"Going to Law"

Symbolism, Imagery, Allegory

This phrase is repeated throughout the book, generally in regards to Mr. Tulliver. "Going to law" is essentially a sort of old-fashioned way of saying "getting involved in legal proceedings," or a lawsuit. Mr. Tulliver is of course oddly fixated on the law. We start hearing about his hatred of lawyers from the first chapter, where he notes that they were created by the devil. And it is his involvement with a lawsuit that leads to a dramatic reversal of the Tulliver family fortunes.

So what is so significant about the law, besides its role as a plot device? Well, Mr. and Mrs. Tulliver are characterized in terms of their relationship to the law. Both view the law and legal proceedings in old-fashioned terms. Mrs. Tulliver seems to have some sort of superstitious aversion to the law, not understanding it beyond a vague notion that it causes problems. Mr. Tulliver also seems rather mystified by the law. He wants Tom to get a good education so that he can be on par with smarty-pants lawyers, after all. Mr. Tulliver also views the law in very superstitious, old-fashioned terms, given his views on how the devil created lawyers. Mr. Tulliver’s thoughts on the law shed light on his character:

Mr. Tulliver was on the whole a man of safe traditional opinions; but on one or two points he had trusted to his unassisted intellect and had arrived at several questionable conclusions, among the rest, that rats, weevils, and lawyers were created by Old Harry [the devil]. (1.3.2)

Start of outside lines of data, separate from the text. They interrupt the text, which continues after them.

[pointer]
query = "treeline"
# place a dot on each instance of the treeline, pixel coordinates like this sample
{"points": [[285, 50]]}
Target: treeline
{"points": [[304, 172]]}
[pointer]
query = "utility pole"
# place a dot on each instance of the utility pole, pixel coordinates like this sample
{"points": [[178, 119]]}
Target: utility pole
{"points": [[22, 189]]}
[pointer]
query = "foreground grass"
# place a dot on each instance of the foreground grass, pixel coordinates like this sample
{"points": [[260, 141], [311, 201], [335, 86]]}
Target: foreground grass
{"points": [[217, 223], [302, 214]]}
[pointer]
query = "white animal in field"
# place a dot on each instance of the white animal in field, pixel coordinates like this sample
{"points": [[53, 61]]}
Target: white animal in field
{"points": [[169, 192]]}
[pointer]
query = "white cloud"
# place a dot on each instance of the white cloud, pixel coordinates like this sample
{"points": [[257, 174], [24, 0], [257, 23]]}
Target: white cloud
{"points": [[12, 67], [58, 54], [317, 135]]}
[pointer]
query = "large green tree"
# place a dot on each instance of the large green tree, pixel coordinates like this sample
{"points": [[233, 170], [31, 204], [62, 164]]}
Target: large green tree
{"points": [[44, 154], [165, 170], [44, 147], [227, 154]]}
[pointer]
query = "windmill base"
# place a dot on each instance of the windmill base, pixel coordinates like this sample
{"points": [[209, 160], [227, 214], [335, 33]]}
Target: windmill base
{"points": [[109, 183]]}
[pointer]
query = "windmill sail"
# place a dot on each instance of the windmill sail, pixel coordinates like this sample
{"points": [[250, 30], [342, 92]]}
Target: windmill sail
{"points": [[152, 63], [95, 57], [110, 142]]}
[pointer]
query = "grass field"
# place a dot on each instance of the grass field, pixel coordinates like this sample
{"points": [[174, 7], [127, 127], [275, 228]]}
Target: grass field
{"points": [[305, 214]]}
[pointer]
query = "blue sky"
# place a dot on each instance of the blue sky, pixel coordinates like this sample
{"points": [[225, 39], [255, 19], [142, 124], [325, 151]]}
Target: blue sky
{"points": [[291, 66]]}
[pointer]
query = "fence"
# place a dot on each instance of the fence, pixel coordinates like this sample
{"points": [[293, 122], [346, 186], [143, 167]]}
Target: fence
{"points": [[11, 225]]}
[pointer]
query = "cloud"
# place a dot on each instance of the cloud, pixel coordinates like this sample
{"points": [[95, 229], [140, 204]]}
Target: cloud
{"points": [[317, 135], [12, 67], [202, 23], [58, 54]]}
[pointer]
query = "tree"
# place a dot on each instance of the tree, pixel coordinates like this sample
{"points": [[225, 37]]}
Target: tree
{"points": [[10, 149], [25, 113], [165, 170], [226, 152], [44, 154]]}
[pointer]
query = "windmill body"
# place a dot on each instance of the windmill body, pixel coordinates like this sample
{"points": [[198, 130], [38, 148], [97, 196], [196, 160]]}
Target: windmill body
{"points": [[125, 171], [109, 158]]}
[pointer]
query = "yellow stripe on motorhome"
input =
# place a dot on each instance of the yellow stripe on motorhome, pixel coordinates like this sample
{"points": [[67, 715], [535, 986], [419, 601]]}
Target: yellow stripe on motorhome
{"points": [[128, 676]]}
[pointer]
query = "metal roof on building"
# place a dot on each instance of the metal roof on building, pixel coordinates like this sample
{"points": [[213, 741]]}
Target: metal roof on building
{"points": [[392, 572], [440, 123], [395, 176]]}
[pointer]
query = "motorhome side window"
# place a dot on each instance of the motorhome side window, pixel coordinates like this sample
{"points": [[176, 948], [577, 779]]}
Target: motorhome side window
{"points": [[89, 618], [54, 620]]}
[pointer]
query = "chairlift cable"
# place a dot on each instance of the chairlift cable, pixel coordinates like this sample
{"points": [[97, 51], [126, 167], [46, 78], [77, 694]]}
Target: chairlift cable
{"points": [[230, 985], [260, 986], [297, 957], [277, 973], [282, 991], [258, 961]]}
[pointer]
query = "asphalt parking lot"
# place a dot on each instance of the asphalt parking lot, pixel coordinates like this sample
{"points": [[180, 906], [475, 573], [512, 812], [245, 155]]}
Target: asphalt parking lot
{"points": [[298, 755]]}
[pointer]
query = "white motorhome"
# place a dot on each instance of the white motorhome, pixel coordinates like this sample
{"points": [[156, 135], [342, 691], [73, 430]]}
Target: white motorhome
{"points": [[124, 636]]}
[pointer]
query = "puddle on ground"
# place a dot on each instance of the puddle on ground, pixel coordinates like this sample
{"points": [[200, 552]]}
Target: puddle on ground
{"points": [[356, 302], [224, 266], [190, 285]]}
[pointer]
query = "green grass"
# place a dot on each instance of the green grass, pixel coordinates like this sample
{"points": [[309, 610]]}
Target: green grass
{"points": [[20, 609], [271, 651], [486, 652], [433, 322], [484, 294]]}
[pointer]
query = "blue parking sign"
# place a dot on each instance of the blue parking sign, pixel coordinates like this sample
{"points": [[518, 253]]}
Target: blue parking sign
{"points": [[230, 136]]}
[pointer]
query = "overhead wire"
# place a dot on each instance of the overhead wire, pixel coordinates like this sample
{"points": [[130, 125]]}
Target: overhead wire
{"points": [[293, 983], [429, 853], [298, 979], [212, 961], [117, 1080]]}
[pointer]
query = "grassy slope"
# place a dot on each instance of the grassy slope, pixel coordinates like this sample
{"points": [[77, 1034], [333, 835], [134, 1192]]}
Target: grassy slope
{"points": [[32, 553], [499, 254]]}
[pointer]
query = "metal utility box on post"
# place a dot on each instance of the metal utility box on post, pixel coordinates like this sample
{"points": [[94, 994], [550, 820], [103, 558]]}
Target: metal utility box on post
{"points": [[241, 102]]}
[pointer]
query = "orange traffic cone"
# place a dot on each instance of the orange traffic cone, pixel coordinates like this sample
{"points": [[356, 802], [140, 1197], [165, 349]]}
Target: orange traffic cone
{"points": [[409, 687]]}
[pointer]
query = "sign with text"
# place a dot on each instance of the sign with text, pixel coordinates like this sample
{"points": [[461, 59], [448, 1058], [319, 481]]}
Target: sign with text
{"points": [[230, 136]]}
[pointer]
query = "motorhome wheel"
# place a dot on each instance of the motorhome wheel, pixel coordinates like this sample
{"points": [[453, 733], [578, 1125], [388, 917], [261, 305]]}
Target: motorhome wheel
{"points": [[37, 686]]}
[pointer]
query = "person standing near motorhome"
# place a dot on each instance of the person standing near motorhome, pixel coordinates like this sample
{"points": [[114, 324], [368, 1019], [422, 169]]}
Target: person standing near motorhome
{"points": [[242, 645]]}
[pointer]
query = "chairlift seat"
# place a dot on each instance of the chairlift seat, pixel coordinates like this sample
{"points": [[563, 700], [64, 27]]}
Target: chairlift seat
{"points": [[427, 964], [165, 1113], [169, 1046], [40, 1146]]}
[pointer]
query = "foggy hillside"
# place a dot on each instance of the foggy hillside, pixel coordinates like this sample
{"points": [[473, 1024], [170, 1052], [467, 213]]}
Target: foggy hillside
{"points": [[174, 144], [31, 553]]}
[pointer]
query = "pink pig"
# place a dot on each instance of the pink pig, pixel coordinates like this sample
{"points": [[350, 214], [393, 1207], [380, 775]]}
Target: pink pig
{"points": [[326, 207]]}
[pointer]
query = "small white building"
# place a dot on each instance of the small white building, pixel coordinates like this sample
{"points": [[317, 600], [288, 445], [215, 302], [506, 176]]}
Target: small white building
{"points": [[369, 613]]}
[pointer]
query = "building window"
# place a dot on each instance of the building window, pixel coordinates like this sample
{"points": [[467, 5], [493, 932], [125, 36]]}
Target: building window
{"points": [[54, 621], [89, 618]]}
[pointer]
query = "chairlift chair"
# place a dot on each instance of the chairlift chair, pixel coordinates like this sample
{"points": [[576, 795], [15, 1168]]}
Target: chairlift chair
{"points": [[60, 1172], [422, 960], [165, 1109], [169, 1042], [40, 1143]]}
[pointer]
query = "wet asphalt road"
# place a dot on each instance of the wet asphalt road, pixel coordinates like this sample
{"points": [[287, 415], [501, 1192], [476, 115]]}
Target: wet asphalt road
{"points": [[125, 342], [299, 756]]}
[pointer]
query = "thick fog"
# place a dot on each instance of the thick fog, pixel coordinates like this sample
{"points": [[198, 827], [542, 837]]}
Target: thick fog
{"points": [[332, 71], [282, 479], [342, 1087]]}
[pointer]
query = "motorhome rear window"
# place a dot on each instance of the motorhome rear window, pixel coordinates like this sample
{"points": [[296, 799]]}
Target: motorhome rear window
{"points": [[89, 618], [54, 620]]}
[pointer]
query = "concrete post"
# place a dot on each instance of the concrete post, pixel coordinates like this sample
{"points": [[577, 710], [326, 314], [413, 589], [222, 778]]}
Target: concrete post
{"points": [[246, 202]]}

The law basically stands in for modern life in general, which the old-fashioned Tullivers find really confusing. The ways that characters view the law represents their non-modern or else modern understandings of the world. What does it mean to have a modern world view? Here’s an explanation, using some metaphors:

It is clear that the irascible miller was a man to interpret any chance shot that grazed him as an attempt on his own life, and was liable to entanglements in this puzzling world which [...] required the hypothesis of a very active diabolical agency to explain them. It is still possible to believe that [Wakem] was not more guilty towards him, than an ingenious machine which performs its work." (3.7.10) (To see this quote in full with commentary check out the "Society and Class Quotes.")

The law here is basically an impersonal machine, part of a modern world of factories and banks and lawsuits. Characters like the Tullivers are sort of stumbling around in this world blindly. Mr. Tulliver still sees the world in terms of the devil, "Old Harry," while Mr. Wakem sees the world in terms of profits and clients and impersonal business transactions. Wakem is a machine doing his job. This is probably why Mr. Wakem assumed Mr. Tulliver was drunk right before Tulliver attacked him; having some sort of blood-feud just isn’t Wakem’s style, since it's not modern. Wakem takes revenge by buying people’s property, not beating them up. Overall, the law represents modern society and helps us to better understand character’s places in this "puzzling" world of lawsuits and legal procedure.